Latent Dataset Distillation with Diffusion Models

Brian B. Moser,Federico Raue,Sebastian Palacio,Stanislav Frolov,Andreas Dengel
2024-07-11
Abstract:Machine learning traditionally relies on increasingly larger datasets. Yet, such datasets pose major storage challenges and usually contain non-influential samples, which could be ignored during training without negatively impacting the training quality. In response, the idea of distilling a dataset into a condensed set of synthetic samples, i.e., a distilled dataset, emerged. One key aspect is the selected architecture, usually ConvNet, for linking the original and synthetic datasets. However, the final accuracy is lower if the employed model architecture differs from that used during distillation. Another challenge is the generation of high-resolution images (128x128 and higher). To address both challenges, this paper proposes Latent Dataset Distillation with Diffusion Models (LD3M) that combine diffusion in latent space with dataset distillation. Our novel diffusion process is tailored for this task and significantly improves the gradient flow for distillation.
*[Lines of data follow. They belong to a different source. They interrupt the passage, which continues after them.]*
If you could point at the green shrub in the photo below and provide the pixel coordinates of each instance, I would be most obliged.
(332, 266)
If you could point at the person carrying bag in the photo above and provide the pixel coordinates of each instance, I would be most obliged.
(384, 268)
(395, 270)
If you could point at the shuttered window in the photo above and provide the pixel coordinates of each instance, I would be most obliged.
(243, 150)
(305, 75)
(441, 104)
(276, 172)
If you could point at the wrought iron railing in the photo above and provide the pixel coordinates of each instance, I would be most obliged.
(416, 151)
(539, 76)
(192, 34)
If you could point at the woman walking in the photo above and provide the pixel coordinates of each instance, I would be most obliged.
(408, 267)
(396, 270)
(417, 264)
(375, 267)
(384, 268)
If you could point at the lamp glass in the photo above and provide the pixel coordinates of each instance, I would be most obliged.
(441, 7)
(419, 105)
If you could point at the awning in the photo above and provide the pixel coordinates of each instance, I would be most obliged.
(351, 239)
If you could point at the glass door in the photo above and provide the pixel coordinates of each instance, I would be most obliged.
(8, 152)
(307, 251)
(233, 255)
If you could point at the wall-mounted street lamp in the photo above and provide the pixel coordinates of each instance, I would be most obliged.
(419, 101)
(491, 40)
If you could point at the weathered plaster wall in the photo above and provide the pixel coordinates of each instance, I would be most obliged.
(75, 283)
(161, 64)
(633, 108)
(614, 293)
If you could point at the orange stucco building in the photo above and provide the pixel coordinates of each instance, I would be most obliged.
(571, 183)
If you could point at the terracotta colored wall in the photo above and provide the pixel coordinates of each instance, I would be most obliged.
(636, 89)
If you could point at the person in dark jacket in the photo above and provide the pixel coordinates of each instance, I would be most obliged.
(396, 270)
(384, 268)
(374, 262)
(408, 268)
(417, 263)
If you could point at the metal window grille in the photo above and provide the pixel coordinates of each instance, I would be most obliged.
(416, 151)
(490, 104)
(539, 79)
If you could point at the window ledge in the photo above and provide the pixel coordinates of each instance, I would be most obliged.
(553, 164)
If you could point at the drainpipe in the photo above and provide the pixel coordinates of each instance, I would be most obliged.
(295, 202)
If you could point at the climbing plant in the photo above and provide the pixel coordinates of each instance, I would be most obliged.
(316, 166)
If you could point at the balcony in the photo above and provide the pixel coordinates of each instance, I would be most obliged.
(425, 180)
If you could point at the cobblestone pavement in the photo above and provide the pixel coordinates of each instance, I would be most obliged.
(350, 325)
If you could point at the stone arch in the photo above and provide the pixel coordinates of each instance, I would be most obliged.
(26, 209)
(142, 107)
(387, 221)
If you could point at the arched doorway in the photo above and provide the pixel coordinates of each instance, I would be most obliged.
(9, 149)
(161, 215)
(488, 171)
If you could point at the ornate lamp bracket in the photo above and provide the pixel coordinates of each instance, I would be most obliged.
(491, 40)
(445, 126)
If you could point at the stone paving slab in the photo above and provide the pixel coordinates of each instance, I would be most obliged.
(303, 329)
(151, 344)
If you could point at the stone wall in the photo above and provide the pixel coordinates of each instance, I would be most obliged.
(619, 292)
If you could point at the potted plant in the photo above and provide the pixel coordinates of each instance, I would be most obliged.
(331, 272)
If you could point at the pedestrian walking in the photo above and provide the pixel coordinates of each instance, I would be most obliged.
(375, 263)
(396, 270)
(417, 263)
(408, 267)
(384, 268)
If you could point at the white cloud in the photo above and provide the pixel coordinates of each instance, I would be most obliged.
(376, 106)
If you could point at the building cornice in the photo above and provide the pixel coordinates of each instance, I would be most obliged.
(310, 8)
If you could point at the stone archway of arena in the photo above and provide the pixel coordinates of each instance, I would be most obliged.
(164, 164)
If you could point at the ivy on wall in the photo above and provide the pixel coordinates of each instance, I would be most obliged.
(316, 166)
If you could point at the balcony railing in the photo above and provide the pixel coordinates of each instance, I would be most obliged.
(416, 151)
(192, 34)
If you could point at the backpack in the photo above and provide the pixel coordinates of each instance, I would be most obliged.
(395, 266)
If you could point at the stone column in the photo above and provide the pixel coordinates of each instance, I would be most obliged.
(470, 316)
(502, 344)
By adjusting the number of diffusion steps, LD3M also offers a convenient way of controlling the trade-off between distillation speed and dataset quality. Overall, LD3M consistently outperforms state-of-the-art methods by up to 4.8 p.p. and 4.2 p.p. for 1 and 10 images per class, respectively, and on several ImageNet subsets and high resolutions (128x128 and 256x256).
Computer Vision and Pattern Recognition,Artificial Intelligence,Machine Learning
What problem does this paper attempt to address?
The paper aims to address the following issues: 1. **Dataset Compression**: Machine learning typically relies on increasingly larger datasets, which poses significant storage challenges, and these datasets often contain a large number of samples that have no impact on training. Therefore, researchers have proposed methods to compress the original dataset into a set of synthetic samples (i.e., distilled datasets). 2. **Cross-Architecture Generalization**: Existing methods experience performance degradation when using different architectures. If the dataset used for distillation does not match the model architecture used in practice, the final accuracy will be affected. 3. **High-Resolution Image Generation**: Existing methods struggle to generate high-resolution images (such as 128x128 and higher). Directly optimizing pixel values can lead to the generated dataset overfitting to the network used during the distillation process. To address these issues, the paper proposes a new method—**Latent Dataset Distillation with Diffusion Models (LD3M)**. This method improves gradient flow by processing diffusion models in the latent space, thereby enhancing dataset quality and better controlling the trade-off between distillation speed and dataset quality. Experimental results show that LD3M significantly outperforms existing state-of-the-art methods across multiple benchmarks.